Sunday, May 30, 2021

Thoughts for the Day: Sunday 30 May 2021

 



As recent storms and quakes demonstrate, “civilization exists by geological consent, subject to change without notice.” (Will Durant, 1946).

That industrial civilization is being strangled by a slowly tightening noose of ecological scarcity has been apparent to anyone who cares to examine the evidence without prejudice. Sadly, this patent reality continues to be mostly denied in societies made up largely of the passively uninformed and the passionately misinformed.
The masses never revolt of their own accord, and they never revolt merely because they are oppressed. Indeed, so long as they are not permitted to have standards of comparison, they never even become aware that they are oppressed.

Our supply of ingenuity, I soon recognized, involves both the generation of good ideas and their implementation within society.

The aesthetic experience, as we look back at it from a point of view where we distinguish theoretical from practical activity, thus presents characteristics of both kinds.
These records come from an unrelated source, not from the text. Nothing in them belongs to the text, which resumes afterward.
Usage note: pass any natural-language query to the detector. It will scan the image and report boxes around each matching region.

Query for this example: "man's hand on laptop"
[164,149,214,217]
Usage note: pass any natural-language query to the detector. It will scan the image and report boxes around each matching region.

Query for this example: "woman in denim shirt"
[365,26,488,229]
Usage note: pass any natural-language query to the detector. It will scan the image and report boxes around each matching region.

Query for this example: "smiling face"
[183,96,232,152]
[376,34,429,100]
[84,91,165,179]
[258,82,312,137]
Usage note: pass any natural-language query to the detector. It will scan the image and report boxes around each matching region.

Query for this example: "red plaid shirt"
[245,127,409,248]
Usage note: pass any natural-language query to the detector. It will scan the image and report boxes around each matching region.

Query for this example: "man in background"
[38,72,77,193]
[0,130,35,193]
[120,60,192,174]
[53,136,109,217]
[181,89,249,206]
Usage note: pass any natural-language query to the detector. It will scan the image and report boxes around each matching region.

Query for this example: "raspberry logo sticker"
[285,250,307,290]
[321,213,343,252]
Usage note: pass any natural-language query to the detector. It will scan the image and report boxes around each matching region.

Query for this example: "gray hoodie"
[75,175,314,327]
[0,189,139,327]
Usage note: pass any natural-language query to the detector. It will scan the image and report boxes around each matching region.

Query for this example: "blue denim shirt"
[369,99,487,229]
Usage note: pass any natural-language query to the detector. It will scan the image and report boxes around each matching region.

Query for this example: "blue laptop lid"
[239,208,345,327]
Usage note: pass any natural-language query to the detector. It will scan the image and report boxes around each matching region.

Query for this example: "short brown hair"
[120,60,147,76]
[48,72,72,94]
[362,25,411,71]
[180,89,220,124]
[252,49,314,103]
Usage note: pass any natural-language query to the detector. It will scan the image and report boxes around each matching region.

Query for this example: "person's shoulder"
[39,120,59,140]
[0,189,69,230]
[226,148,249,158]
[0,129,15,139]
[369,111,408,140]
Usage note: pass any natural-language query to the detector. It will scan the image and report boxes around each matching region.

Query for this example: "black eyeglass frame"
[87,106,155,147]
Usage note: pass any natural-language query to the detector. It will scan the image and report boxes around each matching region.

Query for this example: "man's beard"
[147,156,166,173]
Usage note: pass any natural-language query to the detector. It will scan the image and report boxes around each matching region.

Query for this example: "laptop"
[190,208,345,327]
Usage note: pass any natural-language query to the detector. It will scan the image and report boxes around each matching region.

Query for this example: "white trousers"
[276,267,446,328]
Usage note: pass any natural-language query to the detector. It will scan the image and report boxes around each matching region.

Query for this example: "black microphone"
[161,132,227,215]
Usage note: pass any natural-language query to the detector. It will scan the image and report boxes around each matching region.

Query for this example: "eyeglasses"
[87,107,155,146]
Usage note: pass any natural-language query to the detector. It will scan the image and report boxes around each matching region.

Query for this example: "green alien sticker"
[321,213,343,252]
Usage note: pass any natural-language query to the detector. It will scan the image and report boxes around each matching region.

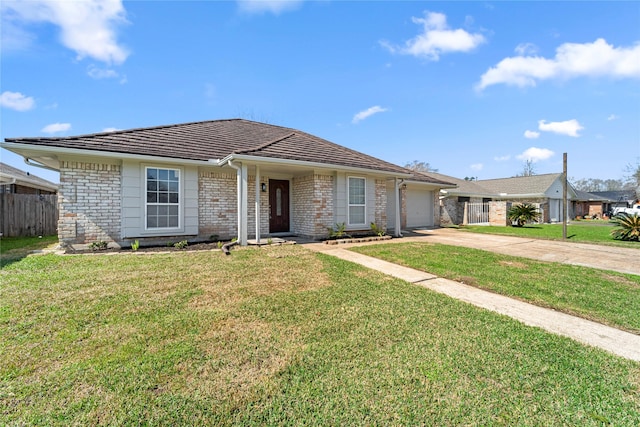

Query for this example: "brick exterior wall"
[374,179,387,233]
[291,175,334,239]
[198,171,238,239]
[58,161,121,245]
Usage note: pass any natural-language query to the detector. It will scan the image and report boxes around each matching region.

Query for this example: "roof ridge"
[233,132,296,154]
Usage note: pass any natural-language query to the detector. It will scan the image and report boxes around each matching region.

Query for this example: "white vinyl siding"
[145,167,181,230]
[348,176,367,225]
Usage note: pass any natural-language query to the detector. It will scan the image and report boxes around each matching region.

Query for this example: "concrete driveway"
[408,228,640,275]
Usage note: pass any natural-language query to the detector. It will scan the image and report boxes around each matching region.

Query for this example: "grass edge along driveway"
[0,246,640,426]
[350,242,640,334]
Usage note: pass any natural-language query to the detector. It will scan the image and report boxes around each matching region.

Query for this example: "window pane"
[158,216,168,228]
[146,168,180,228]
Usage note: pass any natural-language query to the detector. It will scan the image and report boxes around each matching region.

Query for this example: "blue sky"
[0,0,640,181]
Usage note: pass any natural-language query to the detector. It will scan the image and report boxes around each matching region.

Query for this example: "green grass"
[459,221,640,249]
[352,243,640,333]
[0,236,58,254]
[0,246,640,426]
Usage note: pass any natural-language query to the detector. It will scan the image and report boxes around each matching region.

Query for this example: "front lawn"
[352,243,640,334]
[458,220,640,249]
[0,246,640,426]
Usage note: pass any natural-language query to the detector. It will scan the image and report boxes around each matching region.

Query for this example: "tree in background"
[516,159,536,176]
[404,160,438,172]
[624,157,640,199]
[507,203,540,227]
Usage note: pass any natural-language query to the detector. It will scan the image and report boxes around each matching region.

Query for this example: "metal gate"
[465,202,489,224]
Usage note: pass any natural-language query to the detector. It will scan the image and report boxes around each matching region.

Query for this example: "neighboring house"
[0,163,58,195]
[573,190,614,218]
[424,172,576,225]
[591,190,638,212]
[2,119,453,245]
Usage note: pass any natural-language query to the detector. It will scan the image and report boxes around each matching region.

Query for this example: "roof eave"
[0,141,214,170]
[218,154,411,178]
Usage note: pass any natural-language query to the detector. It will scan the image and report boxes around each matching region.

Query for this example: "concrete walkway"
[305,229,640,361]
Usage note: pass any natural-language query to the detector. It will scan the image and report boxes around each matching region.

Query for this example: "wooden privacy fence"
[0,193,58,237]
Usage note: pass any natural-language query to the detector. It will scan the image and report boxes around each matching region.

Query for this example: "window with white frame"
[349,177,367,225]
[145,167,180,230]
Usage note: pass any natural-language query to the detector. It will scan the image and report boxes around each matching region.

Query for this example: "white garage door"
[407,187,433,228]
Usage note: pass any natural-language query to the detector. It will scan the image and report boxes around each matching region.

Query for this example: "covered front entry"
[406,185,434,228]
[269,179,289,233]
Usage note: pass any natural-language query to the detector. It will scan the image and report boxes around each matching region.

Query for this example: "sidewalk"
[305,236,640,361]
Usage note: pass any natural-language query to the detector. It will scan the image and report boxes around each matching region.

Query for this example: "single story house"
[424,172,577,225]
[2,119,454,245]
[0,163,58,195]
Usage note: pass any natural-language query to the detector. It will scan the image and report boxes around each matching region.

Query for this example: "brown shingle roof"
[5,119,411,174]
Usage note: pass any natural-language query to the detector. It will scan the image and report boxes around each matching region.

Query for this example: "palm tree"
[611,212,640,242]
[507,203,540,227]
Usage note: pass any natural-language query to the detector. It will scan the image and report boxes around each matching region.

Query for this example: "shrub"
[507,203,540,227]
[611,212,640,242]
[89,240,109,251]
[173,240,189,249]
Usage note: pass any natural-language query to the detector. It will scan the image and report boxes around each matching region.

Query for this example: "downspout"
[393,178,404,237]
[227,160,244,245]
[256,165,261,245]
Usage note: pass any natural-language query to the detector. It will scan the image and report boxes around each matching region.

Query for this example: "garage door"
[407,187,433,228]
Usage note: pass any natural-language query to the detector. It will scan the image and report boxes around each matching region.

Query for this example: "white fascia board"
[0,142,209,171]
[210,154,411,178]
[404,179,458,189]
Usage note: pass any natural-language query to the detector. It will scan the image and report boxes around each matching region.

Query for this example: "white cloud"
[514,43,538,56]
[524,130,540,139]
[351,105,389,123]
[538,119,584,138]
[238,0,303,15]
[516,147,555,163]
[380,12,485,61]
[2,0,129,64]
[87,64,119,80]
[0,91,36,111]
[476,39,640,90]
[40,123,71,133]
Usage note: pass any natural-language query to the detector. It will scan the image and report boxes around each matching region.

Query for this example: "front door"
[269,179,289,233]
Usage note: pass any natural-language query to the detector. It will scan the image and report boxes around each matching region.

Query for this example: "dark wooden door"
[269,179,289,233]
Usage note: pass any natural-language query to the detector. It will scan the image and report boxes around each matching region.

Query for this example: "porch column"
[393,178,402,237]
[238,163,249,246]
[256,165,261,244]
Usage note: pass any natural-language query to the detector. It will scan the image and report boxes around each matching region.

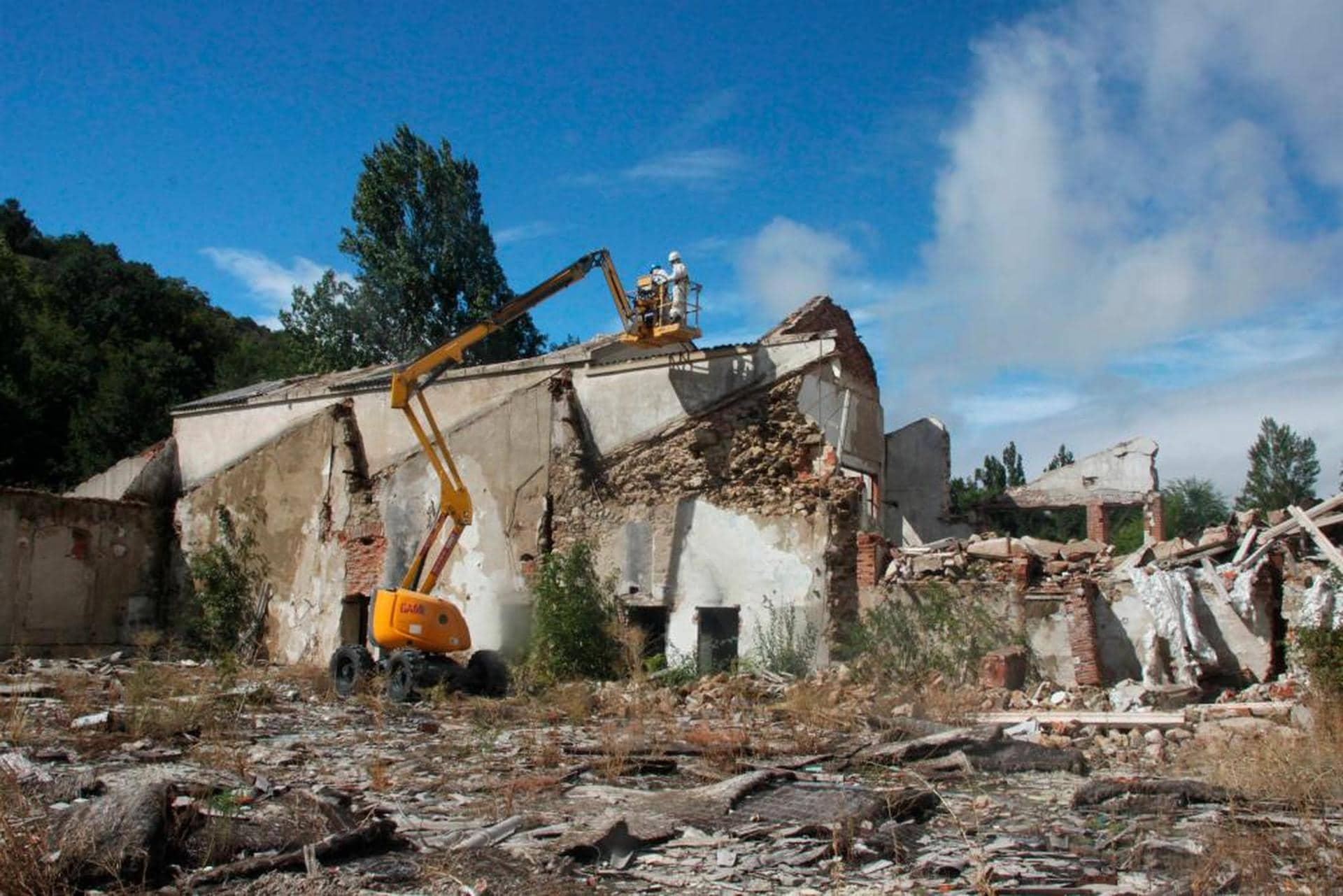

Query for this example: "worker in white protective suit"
[667,248,690,324]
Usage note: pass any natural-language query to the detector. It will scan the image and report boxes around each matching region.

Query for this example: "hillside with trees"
[0,199,304,489]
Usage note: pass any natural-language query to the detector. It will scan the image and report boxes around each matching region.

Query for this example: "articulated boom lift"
[330,248,699,702]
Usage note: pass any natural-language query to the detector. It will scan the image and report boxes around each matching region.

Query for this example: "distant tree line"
[0,199,304,489]
[951,416,1326,550]
[0,125,546,489]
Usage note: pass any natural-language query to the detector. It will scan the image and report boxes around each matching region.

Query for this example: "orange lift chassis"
[330,248,699,702]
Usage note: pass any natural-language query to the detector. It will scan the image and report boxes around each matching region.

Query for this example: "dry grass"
[0,774,70,896]
[0,697,36,747]
[685,721,751,771]
[1179,697,1343,893]
[539,681,596,725]
[1181,699,1343,811]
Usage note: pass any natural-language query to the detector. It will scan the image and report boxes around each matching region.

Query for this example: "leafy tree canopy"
[1162,476,1232,539]
[280,125,546,369]
[1235,416,1320,511]
[1045,445,1074,473]
[0,199,303,489]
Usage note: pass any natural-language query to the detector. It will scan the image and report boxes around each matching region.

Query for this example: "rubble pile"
[882,495,1343,602]
[550,376,858,544]
[0,657,1343,893]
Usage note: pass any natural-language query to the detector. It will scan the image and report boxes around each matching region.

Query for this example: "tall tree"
[295,125,546,363]
[1162,476,1232,539]
[1045,445,1074,473]
[1235,416,1320,511]
[1003,442,1026,489]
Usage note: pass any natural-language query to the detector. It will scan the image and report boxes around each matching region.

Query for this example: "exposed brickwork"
[1143,492,1166,544]
[340,527,387,595]
[1086,504,1109,544]
[549,376,861,550]
[979,645,1026,690]
[857,532,890,588]
[1064,579,1101,685]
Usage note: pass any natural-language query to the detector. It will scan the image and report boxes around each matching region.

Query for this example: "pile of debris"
[882,532,1115,592]
[882,493,1343,594]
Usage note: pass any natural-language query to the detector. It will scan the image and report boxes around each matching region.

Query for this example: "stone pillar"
[1086,504,1109,544]
[1143,492,1166,544]
[1064,579,1101,685]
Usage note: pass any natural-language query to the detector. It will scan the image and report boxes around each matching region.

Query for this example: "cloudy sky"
[0,0,1343,492]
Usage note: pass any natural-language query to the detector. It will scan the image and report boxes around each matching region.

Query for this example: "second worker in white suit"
[667,248,690,324]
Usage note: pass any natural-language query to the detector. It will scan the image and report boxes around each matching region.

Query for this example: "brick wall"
[857,532,890,588]
[1086,504,1109,544]
[1064,579,1101,685]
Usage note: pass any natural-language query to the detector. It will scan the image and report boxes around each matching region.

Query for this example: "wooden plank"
[1203,557,1232,603]
[1232,525,1258,563]
[975,709,1184,728]
[1286,504,1343,572]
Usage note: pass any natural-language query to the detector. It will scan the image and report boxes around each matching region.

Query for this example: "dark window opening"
[696,607,741,674]
[340,594,368,645]
[625,607,670,660]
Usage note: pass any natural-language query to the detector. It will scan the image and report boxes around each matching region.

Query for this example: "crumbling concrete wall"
[175,298,885,662]
[175,404,378,662]
[374,383,550,651]
[0,489,165,653]
[882,416,971,546]
[1026,569,1277,685]
[67,436,180,504]
[550,360,859,661]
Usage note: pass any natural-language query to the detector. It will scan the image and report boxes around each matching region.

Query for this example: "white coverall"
[667,259,690,324]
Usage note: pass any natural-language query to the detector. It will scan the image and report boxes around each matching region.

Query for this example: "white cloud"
[200,246,355,311]
[907,1,1343,400]
[951,385,1083,429]
[495,220,555,246]
[881,0,1343,492]
[737,218,858,315]
[620,146,747,184]
[951,362,1343,495]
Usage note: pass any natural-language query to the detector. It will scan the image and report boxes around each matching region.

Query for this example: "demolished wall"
[550,363,862,666]
[0,489,166,653]
[165,298,883,662]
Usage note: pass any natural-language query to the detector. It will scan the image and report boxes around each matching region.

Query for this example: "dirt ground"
[0,654,1343,896]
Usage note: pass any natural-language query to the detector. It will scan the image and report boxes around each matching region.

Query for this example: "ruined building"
[0,297,923,664]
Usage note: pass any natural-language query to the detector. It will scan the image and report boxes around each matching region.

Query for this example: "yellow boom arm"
[392,248,638,594]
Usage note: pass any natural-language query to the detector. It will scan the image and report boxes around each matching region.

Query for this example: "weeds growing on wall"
[191,505,267,657]
[755,598,820,677]
[527,541,622,684]
[839,582,1013,684]
[1295,569,1343,699]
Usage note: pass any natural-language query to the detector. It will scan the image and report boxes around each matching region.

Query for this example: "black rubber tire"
[329,643,374,697]
[384,649,425,702]
[466,650,508,697]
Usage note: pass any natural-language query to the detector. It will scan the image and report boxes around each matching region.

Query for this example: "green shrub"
[190,505,267,657]
[1296,569,1343,697]
[755,598,820,677]
[838,582,1013,684]
[1296,629,1343,696]
[528,543,620,684]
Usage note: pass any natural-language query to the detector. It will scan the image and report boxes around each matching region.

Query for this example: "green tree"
[0,199,306,489]
[280,125,546,365]
[528,541,620,681]
[1045,445,1073,473]
[1003,442,1026,489]
[1235,416,1320,511]
[1162,476,1232,539]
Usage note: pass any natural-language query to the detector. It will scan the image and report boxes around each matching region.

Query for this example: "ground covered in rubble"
[0,655,1343,895]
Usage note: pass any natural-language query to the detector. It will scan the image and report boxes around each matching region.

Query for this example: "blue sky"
[0,0,1343,493]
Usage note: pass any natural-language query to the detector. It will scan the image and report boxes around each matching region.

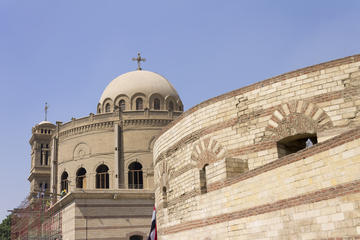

It is a knowing of oneself and of one’s world, these two knowns and knowings being not yet distinguished, so that the self is expressed in the world, the world consisting of language whose meaning is that emotional experience which constitutes the self, and the self consisting of emotions which are known only as expressed in the language which is the world.

The “soul” or Circuit VII is constant, because it is, as the Chinese say, void or no-form. It plays all the roles you play — oral dependent, emotional tyrant, cool rationalist, romantic seducer, neurosomatic healer, neurogenetic Evolutionary Visionary — but it is none of them. It is plastic. It is no-form, because it is all forms. It is the “creative Void” of the Taoists.

The difference between the Gnostics and the Hermeticists is that Hermetic man doesn't want to escape from the world, but to realize his full potential within it, in order to embrace his obligations, so that, as Hermes tells Asclepius, he can 'raise his sight to heaven while he takes care of the earth'.

In the Dark Places of Wisdom by Peter Kingsley

 

1999 publication

In this relatively short, easy-to-read book, Peter Kingsley sets forth findings from archeology and classical tests that paint a very different portrait of one of the founders of Western metaphysical thinking, Parmenides. Kingsley's tale of discoveries and insights supports his contention that Parmenides and those around him were profoundly concerned with healing and a deeper form of knowledge than simply rational thought. "Dying before you die" is the title of one of the chapters, and it's a familiar refrain to me, having recently read Brian Muraresku's The Immortality Code, in which "dying before you die" was the dominant motif throughout his account of his search through ancient sources. (In fact, I'd taken a stab at Kingsley's book many years ago, but it didn't stick, but Muraresku's praise for Kingsley's work brought me back to it.) 

I'm not a classicist and I'm not in any way qualified to shift through the evidence that might counter Kingsley's contention that Parmenides was first and foremost a healer. I get the impression that such a contention is outside the mainstream of thinking in the classics, at least when Kingsley first promoted this thesis. But having read a bit in this area, including Pierre Hadot's Philosophy as a Way of Life and The Present Alone is Our Happiness, Thomas McEvilley's The Shape of Ancient Thought, and Muraresku's recent book, I'm not surprised that the roots of classical philosophy are found in mysticism, that is religious, spiritual, and healing practices that arise from deep within the cultural tradition. In short, I suspect that Kingsley is on the right track. 

I noted in perusing some other reviews, I find that some reviewers noted the very simple style in which this book is written. This is true, it is an easy read, especially given the subject matter. But while Kingsley writes simply, he thinks deeply. I found myself racing through the book while noting many gems of insight and argument as I went, so don't let the simplicity of the prose deceive you. Also, he doesn't use footnotes, but he has a section of references at the end of the book for each chapter for those who want to take a deeper look. It's especially useful if you read French, German, and Italian in addition to English and have access to an academic library! 

Kingsley has made a fascinating argument here, and I'm looking forward to reading his Reality, which appears to be a sequel of sorts (originally published in 2004 with a revised and updated version published in 2020). I also look forward to reading the "prequel," Ancient Philosophy, Mystery and Magic: Empedocles and Pythagorean Tradition  (1995), which may not prove such an easy read given that it's published by OUP.  

Kingsley is onto something here, and I look forward to continuing the journey with him.